I am finding one of the most useful (so far) things on my Boss Micro BR recorder is the MP3/practice aspect. Just load a song from my ipod onto the BR, and then I can plug in my guitar, and play along with the track as slow as needed... all while staying in tune and since I can use the headphones, I can do it without bothering the wife. :smile:

AJC


----------



## Steadfastly (Nov 14, 2008)

That's a very good idea. I didn't know you could do something like that since I'm not into iPods but I see they have their uses. Sounds like a great learning tool.


----------



## DMac604 (Jul 8, 2007)

heres a free player for windows that you can change speed/pitch 
its called best practice
http://www.xs4all.nl/~mp2004/bp/


----------



## Budda (May 29, 2007)

I think my roomie has a BR, which he said I can borrow.. I should investigate!

For the handful of times I have bothered trying to learn a solo (I'm lazy), I started out very slow (70BPM or so) to get the fingering down, then progressively sped up.

Those times have been the only times I actually made good progress learning leads, and the few times I have seriously used my metronome.

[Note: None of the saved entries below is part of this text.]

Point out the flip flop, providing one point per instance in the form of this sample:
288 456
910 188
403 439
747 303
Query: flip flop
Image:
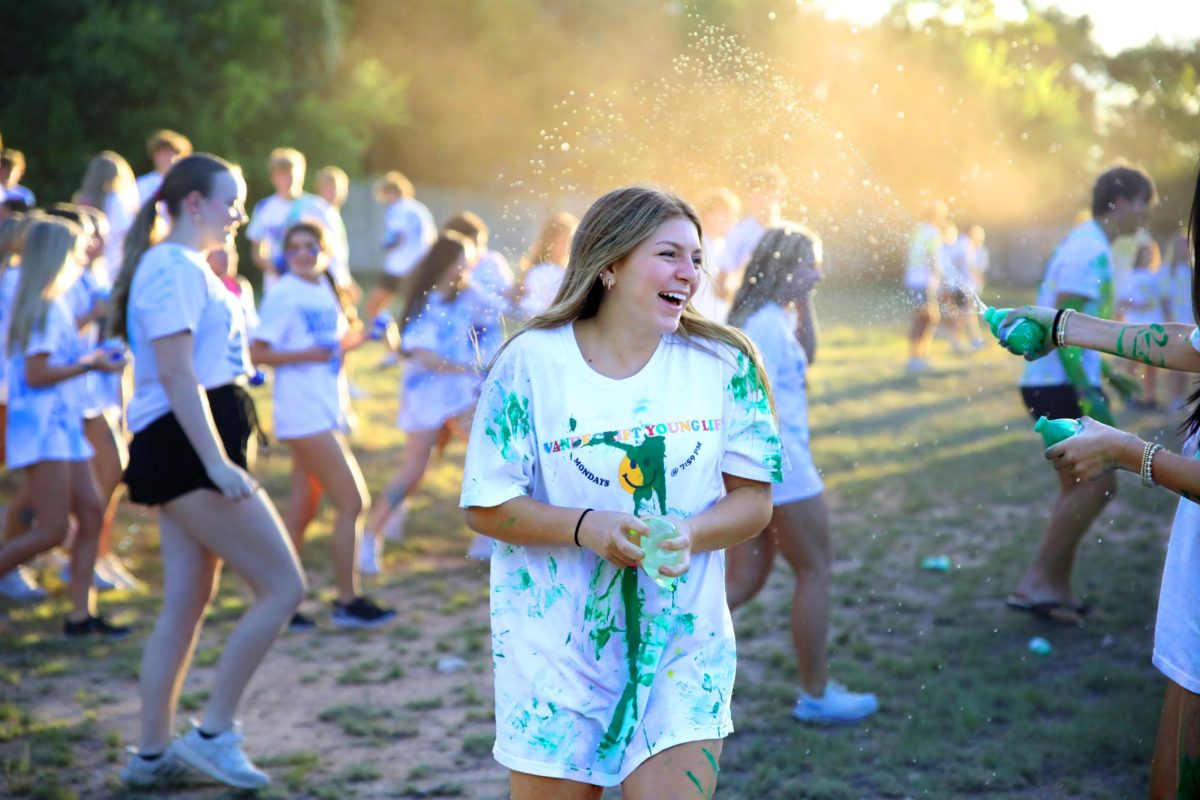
1050 609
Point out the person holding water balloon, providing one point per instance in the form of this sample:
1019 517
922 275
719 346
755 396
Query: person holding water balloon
1096 451
617 407
1067 384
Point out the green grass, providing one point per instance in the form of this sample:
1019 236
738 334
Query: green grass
945 463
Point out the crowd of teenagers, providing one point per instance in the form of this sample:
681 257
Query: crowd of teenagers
130 341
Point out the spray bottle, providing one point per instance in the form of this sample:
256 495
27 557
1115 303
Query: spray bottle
1024 336
655 557
1055 431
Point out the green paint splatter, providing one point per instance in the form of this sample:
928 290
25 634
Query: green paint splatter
509 423
651 458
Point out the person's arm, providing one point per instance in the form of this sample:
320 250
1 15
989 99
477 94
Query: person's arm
1101 449
177 373
265 354
1158 346
41 373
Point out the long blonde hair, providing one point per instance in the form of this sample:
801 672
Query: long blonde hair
555 229
51 246
610 230
195 173
107 173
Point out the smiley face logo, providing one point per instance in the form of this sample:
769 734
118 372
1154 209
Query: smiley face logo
629 475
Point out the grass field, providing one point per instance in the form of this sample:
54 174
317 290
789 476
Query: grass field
945 463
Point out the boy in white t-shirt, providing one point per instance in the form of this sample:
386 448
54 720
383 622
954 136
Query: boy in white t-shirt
275 214
165 148
1067 384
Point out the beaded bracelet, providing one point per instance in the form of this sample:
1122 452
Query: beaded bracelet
1060 330
1147 464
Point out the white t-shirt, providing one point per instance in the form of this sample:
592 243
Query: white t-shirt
173 292
409 232
448 328
9 282
149 184
773 329
580 695
120 209
46 423
310 397
1081 265
1176 633
541 284
274 215
923 265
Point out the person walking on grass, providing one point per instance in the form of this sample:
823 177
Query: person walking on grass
1098 450
617 403
192 422
1067 384
304 331
780 276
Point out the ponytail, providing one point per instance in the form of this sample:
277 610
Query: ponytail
186 175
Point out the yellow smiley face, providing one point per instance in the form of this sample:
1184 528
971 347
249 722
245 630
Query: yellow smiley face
630 475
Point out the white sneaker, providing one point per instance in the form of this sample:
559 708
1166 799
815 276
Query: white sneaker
21 585
370 554
837 705
480 548
163 770
221 758
114 571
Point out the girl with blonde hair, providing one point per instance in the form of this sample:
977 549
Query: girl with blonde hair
544 264
616 404
780 276
45 428
109 185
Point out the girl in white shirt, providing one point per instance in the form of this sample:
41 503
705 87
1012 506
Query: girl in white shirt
304 331
544 264
780 276
618 402
45 433
192 422
441 374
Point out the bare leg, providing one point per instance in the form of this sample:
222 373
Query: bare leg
328 458
249 536
802 533
682 773
1048 578
190 579
534 787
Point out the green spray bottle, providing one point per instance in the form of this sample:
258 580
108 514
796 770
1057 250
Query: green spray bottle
1055 431
1024 337
655 557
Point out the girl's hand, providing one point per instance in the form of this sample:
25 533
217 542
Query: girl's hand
682 545
232 481
1096 450
1044 318
607 534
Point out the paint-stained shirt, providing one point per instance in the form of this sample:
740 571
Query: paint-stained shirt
598 668
1081 266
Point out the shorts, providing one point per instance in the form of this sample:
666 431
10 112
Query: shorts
163 464
1059 402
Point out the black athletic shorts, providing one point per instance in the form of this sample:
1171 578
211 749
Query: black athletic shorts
163 464
1059 402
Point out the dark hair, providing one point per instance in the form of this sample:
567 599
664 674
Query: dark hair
317 232
468 223
1121 181
445 251
191 174
1193 422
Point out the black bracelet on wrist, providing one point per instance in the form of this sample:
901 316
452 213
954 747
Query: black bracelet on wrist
580 522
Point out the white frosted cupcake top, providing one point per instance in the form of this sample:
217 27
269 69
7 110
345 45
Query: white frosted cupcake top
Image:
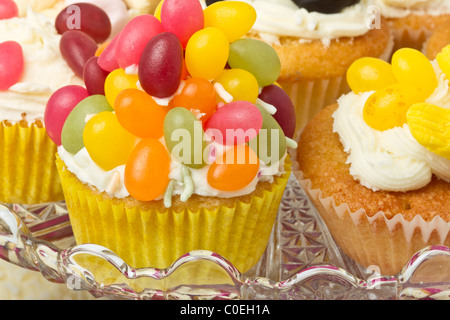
390 160
45 70
277 18
403 8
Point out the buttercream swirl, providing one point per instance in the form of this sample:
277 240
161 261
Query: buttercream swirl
390 160
277 18
403 8
45 70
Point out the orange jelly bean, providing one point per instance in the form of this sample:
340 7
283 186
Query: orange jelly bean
139 113
147 170
234 170
198 95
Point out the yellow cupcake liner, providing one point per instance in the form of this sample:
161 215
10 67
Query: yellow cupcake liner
28 173
147 236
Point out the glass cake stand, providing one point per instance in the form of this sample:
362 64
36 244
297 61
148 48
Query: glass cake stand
301 262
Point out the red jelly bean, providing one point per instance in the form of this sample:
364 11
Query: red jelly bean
59 106
94 77
285 114
11 64
183 18
235 123
161 65
134 37
8 9
77 48
85 17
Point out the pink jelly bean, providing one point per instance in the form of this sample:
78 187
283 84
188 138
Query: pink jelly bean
8 9
134 37
59 106
235 123
183 18
77 48
94 77
107 59
11 64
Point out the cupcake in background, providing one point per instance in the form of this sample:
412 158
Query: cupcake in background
377 164
413 21
316 42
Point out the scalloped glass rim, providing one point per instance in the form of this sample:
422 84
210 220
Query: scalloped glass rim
206 275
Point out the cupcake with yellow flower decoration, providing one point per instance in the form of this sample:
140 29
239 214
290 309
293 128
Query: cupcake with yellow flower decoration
377 164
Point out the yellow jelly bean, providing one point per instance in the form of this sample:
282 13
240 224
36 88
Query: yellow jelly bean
386 108
370 74
413 69
234 18
117 81
443 59
107 142
430 126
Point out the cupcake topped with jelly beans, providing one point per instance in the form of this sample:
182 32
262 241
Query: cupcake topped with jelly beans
184 113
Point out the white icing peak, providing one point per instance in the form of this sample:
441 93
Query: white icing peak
45 70
283 18
390 160
403 8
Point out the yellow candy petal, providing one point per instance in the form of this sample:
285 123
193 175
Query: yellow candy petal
430 126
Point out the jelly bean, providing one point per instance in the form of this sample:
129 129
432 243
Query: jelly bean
443 59
270 144
107 59
134 37
235 123
234 18
107 142
182 18
199 96
59 106
256 57
77 48
157 12
430 126
8 9
370 74
147 170
85 17
140 114
117 81
181 124
11 64
413 69
161 66
94 77
234 170
325 6
241 84
386 108
72 132
207 53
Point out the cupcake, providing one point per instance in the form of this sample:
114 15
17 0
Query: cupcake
376 165
174 157
33 70
316 42
413 21
438 40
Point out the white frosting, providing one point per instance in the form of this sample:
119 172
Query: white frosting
390 160
112 182
45 70
283 18
403 8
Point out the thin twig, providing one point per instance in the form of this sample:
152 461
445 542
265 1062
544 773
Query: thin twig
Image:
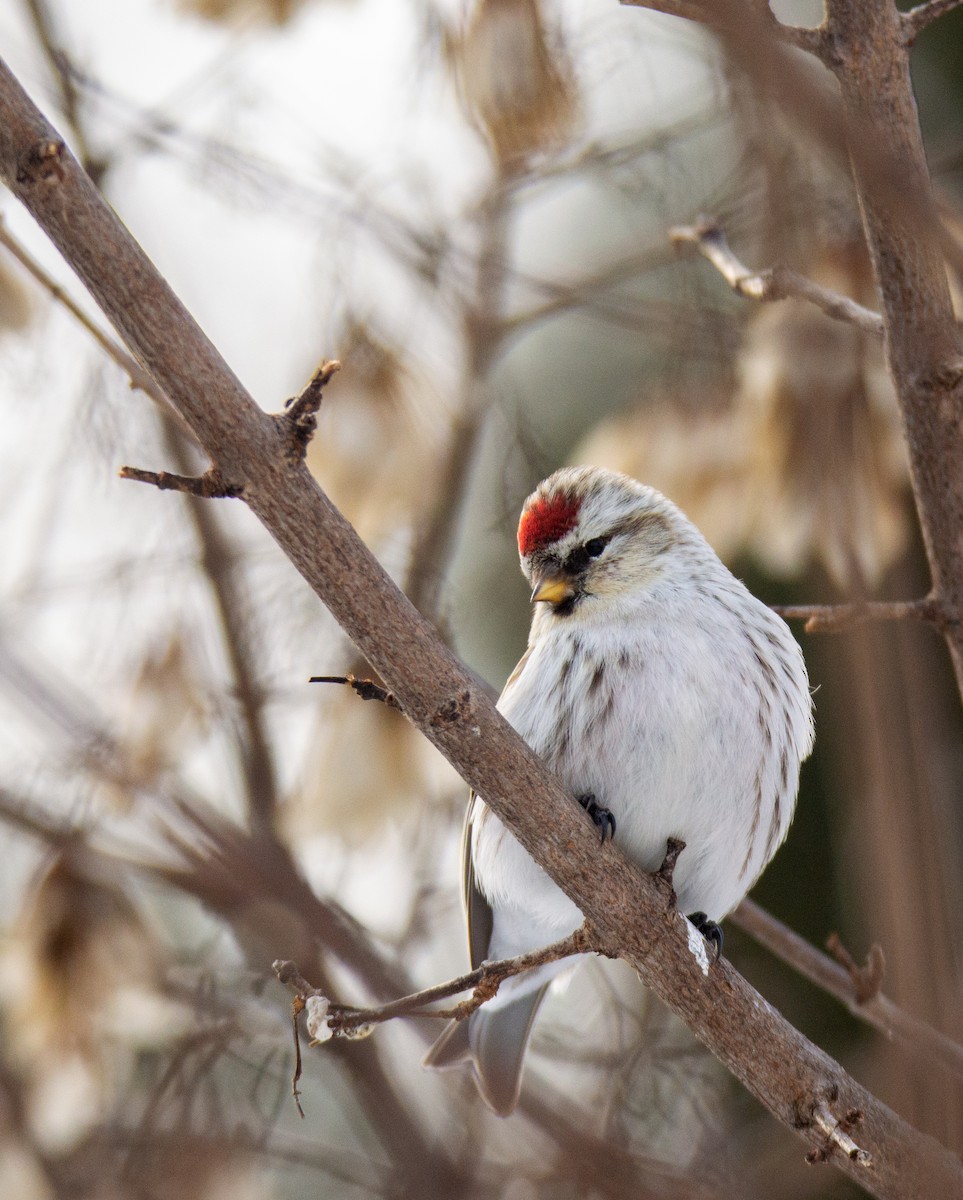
923 15
210 485
483 982
837 1137
301 411
772 283
252 748
70 95
838 981
833 618
766 1054
867 979
365 688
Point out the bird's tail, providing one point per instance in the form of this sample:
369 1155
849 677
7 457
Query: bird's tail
494 1039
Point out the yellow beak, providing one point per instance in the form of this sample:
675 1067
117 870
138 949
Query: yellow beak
552 587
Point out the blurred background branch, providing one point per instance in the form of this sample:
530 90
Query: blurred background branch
485 247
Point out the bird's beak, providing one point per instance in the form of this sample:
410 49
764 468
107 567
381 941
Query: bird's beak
552 587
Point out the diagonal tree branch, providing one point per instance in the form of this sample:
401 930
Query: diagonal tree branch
800 1084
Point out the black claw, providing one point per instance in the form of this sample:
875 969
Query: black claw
602 819
710 930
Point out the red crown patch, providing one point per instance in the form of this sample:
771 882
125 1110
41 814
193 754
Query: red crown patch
548 520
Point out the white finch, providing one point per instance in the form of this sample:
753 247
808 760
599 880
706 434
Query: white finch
670 701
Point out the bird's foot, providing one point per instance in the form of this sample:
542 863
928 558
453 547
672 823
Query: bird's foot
602 819
709 929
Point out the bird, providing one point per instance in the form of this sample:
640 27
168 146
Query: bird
671 703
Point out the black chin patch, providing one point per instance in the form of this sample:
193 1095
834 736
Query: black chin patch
567 606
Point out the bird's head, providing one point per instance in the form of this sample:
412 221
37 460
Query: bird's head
592 534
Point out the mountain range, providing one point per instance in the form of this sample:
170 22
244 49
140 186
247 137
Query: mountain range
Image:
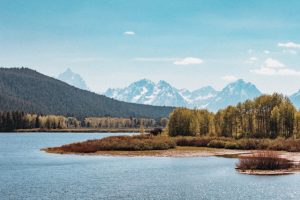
27 90
162 93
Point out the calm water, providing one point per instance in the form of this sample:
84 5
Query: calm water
28 173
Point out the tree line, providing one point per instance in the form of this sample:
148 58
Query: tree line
112 122
10 121
267 116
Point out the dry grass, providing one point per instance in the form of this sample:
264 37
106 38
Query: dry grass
264 160
118 143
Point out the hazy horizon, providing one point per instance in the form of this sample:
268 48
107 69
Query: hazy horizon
189 44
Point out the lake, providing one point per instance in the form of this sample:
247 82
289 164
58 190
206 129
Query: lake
28 173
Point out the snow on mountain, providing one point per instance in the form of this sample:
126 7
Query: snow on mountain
163 94
72 79
147 92
238 91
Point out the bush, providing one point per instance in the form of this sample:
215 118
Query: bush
265 160
217 144
248 144
193 141
231 145
119 143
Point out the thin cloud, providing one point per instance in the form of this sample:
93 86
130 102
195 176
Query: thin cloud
272 63
289 45
229 78
252 60
189 61
155 59
273 67
129 33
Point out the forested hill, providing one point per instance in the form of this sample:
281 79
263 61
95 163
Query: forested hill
26 90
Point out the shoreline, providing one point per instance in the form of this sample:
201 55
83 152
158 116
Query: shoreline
79 130
189 152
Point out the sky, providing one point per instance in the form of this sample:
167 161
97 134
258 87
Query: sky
190 43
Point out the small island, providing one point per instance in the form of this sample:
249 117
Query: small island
252 131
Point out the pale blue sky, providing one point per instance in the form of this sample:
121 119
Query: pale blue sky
190 43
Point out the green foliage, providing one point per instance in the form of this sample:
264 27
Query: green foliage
29 91
267 116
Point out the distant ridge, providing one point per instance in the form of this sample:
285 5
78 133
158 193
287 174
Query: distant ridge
27 90
162 93
72 79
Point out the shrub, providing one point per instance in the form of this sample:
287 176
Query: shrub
232 145
119 143
217 144
248 144
193 141
265 160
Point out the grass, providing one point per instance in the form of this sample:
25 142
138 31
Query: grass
118 143
149 143
279 144
264 160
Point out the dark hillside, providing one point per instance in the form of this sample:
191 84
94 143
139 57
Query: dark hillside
27 90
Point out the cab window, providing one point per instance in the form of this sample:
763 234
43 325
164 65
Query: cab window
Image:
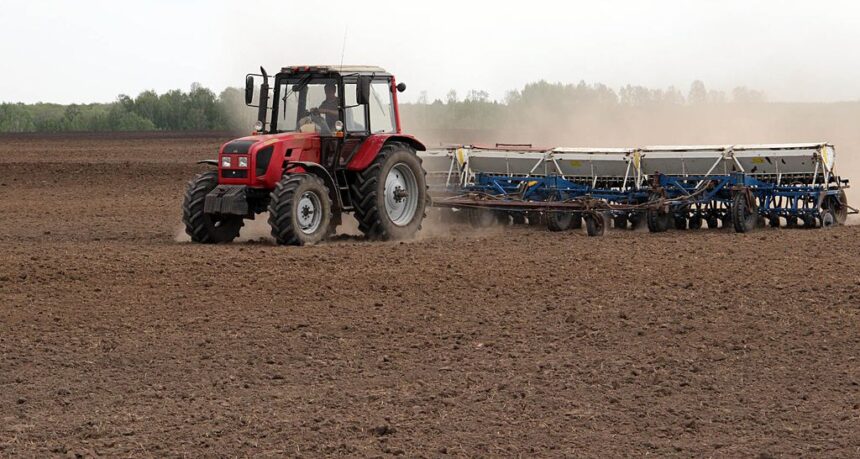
381 107
354 113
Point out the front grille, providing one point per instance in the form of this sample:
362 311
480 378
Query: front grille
264 156
238 147
234 173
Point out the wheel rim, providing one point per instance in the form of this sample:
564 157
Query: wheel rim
308 212
401 194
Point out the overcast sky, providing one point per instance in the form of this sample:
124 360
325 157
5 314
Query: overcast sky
90 51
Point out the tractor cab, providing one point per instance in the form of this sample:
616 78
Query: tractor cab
327 141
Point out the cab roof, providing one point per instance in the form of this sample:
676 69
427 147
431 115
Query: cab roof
342 69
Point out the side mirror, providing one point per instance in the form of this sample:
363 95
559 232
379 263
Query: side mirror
249 89
362 92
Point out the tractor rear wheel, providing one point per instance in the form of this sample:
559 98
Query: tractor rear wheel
202 227
300 210
744 216
391 194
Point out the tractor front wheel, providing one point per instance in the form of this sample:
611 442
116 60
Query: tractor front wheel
300 210
391 194
202 227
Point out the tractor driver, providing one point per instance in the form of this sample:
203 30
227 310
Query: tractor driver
330 105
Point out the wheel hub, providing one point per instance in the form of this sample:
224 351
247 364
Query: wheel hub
308 214
401 194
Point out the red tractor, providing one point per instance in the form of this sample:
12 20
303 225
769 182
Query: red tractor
327 141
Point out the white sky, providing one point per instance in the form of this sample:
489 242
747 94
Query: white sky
91 50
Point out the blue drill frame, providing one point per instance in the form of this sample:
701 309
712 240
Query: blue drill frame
551 188
773 200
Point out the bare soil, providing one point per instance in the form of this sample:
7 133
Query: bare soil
117 340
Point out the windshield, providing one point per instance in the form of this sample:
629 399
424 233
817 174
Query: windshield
307 104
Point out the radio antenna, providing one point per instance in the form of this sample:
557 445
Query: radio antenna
343 48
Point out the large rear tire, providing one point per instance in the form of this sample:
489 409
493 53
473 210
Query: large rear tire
202 227
391 194
300 210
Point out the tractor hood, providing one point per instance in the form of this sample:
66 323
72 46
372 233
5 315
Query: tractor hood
243 145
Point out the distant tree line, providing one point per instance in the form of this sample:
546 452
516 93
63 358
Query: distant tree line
196 110
200 109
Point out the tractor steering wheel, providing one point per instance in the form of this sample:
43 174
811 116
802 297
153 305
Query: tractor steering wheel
313 116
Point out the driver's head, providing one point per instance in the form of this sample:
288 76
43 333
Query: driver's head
330 89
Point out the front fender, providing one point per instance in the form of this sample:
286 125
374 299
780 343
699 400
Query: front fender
370 148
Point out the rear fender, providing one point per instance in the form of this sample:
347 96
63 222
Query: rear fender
307 167
370 148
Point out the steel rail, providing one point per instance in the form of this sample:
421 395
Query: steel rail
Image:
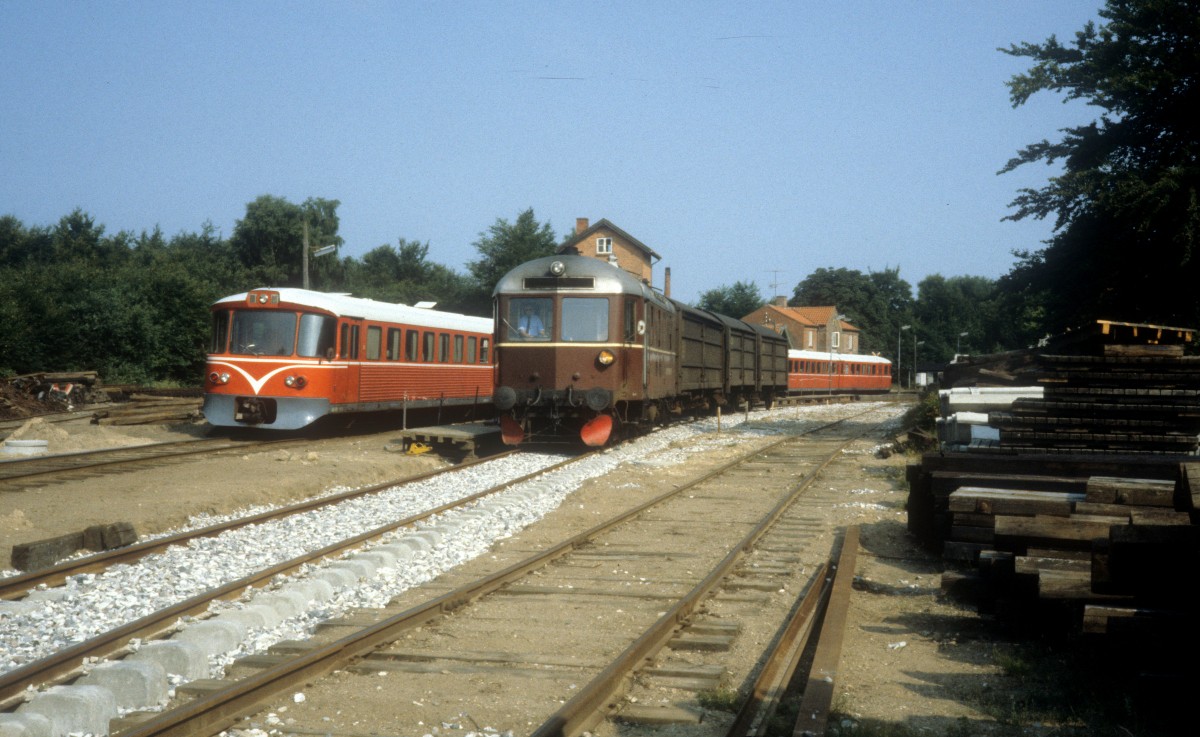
13 683
777 672
819 689
13 587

I sound best when I slow anything down, but I love to play fast :/


----------



## Steadfastly (Nov 14, 2008)

DMac604 said:


> heres a free player for windows that you can change speed/pitch
> its called best practice
> http://www.xs4all.nl/~mp2004/bp/


DMac: Thanks for the link. I'll let you know my thoughts when I try it in the next day or so.


----------